Infinitely Losing My Edge
Yeah, I'm losing my edge.
I'm losing my edge.
The kids are coming up from behind.
I'm losing my edge.
I'm losing my edge to the kids from Afghanistan and from Copenhagen.
But I was there.
I was there in 1970.
I was there at the first Onyeabor show in Enugu.
I'm losing my edge.
I'm losing my edge to the kids whose footsteps I hear when they get on the decks.
I'm losing my edge to the internet seekers who can tell me every member of every good group from 1961 to 1976.
I'm losing my edge.
To all the kids in Milan and Lagos.
I'm losing my edge to the art-school Bologna kids in little jackets and borrowed nostalgia for the unremembered nineties.
I'm losing my edge.
I'm losing my edge.
I can hear the footsteps every night on the decks.
But I was there.
I was there in 1973 at the first Television practice in a loft in New York.
I was working on the theremin sounds with much patience.
I was there when David Bowie started up his first band.
I told him, "Don't do it that way. You'll never make a dime."
I was there.
I was the first guy playing Darondo to the rap kids.
I played it at the Astoria.
Everybody thought I was crazy.
We all know.
I was there.
I was there.
I've never been wrong.
But I'm losing my edge to better-looking people with better ideas and more talent.
And they're actually really, really nice.
I'm losing my edge.
I heard you have a compilation of every good song ever done by anybody.
Every great song by Lakeside. All the underground hits.
All David Axelrod tracks. I heard you have a vinyl of every James Chance & The Contortions record on German import.
I heard that you have a white label of every seminal jazz hit - 1985, '86, '87.
I heard that you have a CD compilation of every good '50s cut and another box set from the '80s.
I hear you're buying a mellotron and a chamberlin and are throwing your macbook out the window because you want to make something real.
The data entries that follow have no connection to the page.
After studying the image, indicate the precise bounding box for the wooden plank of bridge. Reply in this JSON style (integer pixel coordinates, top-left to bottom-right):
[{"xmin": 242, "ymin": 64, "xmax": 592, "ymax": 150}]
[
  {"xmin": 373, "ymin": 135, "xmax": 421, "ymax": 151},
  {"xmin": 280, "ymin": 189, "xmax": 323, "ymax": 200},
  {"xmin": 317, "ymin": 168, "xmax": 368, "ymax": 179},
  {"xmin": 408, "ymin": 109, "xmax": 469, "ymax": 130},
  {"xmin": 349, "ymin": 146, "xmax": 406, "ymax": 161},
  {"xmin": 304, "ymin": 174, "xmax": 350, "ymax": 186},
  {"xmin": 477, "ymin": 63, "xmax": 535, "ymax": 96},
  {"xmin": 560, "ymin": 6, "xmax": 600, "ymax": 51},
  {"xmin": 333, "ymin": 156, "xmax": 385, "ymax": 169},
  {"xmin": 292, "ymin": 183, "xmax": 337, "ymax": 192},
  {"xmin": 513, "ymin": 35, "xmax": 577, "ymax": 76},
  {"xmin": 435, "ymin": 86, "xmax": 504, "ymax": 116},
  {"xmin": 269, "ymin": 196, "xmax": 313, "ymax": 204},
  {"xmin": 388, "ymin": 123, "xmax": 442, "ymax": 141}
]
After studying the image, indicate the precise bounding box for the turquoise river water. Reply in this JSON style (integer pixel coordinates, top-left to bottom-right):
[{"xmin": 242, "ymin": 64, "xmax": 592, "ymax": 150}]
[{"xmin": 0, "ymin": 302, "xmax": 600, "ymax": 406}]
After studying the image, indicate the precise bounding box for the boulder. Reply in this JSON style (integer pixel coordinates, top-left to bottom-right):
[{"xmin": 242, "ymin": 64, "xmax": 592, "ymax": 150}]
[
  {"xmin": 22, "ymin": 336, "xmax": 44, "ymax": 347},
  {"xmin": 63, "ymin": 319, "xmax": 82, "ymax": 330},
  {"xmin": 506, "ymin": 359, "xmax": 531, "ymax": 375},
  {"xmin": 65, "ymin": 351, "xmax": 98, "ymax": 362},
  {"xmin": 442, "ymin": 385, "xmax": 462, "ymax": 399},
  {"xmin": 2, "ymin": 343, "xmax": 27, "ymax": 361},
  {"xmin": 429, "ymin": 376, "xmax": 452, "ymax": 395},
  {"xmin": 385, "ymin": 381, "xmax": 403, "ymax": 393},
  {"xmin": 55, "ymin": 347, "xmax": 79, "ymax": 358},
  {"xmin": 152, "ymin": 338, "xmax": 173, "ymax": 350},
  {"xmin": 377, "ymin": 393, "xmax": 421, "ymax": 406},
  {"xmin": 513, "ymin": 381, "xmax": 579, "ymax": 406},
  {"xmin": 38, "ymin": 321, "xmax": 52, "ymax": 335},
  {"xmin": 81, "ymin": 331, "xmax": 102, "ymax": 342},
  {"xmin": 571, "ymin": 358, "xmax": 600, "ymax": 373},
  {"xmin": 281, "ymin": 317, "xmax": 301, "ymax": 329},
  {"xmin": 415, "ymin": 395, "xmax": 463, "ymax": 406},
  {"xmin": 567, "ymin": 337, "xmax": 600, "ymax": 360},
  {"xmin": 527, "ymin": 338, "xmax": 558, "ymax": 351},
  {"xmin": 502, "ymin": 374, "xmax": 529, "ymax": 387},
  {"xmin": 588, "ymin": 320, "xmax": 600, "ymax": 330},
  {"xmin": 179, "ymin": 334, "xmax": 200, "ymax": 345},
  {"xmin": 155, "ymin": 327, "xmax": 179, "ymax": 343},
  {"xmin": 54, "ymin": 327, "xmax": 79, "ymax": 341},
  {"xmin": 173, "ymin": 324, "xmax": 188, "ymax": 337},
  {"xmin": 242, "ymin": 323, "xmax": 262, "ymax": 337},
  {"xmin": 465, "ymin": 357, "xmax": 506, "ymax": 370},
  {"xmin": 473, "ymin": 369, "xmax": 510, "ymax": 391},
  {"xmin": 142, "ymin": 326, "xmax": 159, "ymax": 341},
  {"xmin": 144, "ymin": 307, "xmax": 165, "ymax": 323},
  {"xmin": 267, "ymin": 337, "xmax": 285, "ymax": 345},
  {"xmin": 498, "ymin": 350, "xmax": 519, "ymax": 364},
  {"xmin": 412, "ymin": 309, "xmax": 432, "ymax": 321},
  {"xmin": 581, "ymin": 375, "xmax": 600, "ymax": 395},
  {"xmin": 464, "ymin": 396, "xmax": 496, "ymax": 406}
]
You want to make a Patti Smith record.
I hear that you and your band have sold your mellotron and bought a spring reverb.
I hear that you and your band have sold your spring reverb and bought a mellotron.
I hear everybody that you know is more relevant than everybody that I know.
But have you seen my records?
Bob Dylan,
Q and Not U,
Avey Tare's Slasher Flicks,
Electric Prunes,
Bill Near,
Suburban Knight,
Maurizio,
Rekid,
Tomorrow,
Minnie Riperton,
Soft Cell,
Sun Ra Arkestra,
Angels of Light & Akron/Family,
Harmonia,
Second Layer,
The Buckinghams,
Hardrive,
The Modern Lovers,
Audionom,
Skarface,
Roger Hodgson,
Kool Moe Dee,
Kas Product,
Mad Mike,
Lungfish,
The Selecter,
Derrick Morgan,
Crash Course in Science,
Jeru the Damaja,
Pylon,
Urselle,
Orchestral Manoeuvres in the Dark,
Flash Fearless,
Jesper Dahlback,
Cluster,
Sly & The Family Stone,
Drexciya,
Tubeway Army,
The Index,
Ken Boothe,
Brass Construction,
Kerrie Biddell,
In Retrospect,
Jeff Lynne,
Peter & Gordon,
Isaac Hayes,
Make Up,
The Smiths,
R.M.O.,
Gary Puckett & The Union Gap,
The Divine Comedy,
The Cure,
Magazine,
Lebanon Hanover,
Spandau Ballet,
Dave Gahan,
Ultravox,
Animal Collective,
Major Organ And The Adding Machine,
Marmalade,
The Fall,
Stockholm Monsters,
Roxy Music,
Eve St. Jones, Eve St. Jones, Eve St. Jones, Eve St. Jones.
You don't know what you really want.
You don't know what you really want.
You don't know what you really want.
You don't know what you really want.
You don't know what you really want.
You don't know what you really want.
You don't know what you really want.
You don't know what you really want.
You don't know what you really want.
You don't know what you really want.
You don't know what you really want.
You don't know what you really want.
You don't know what you really want.
You don't know what you really want.
You don't know what you really want.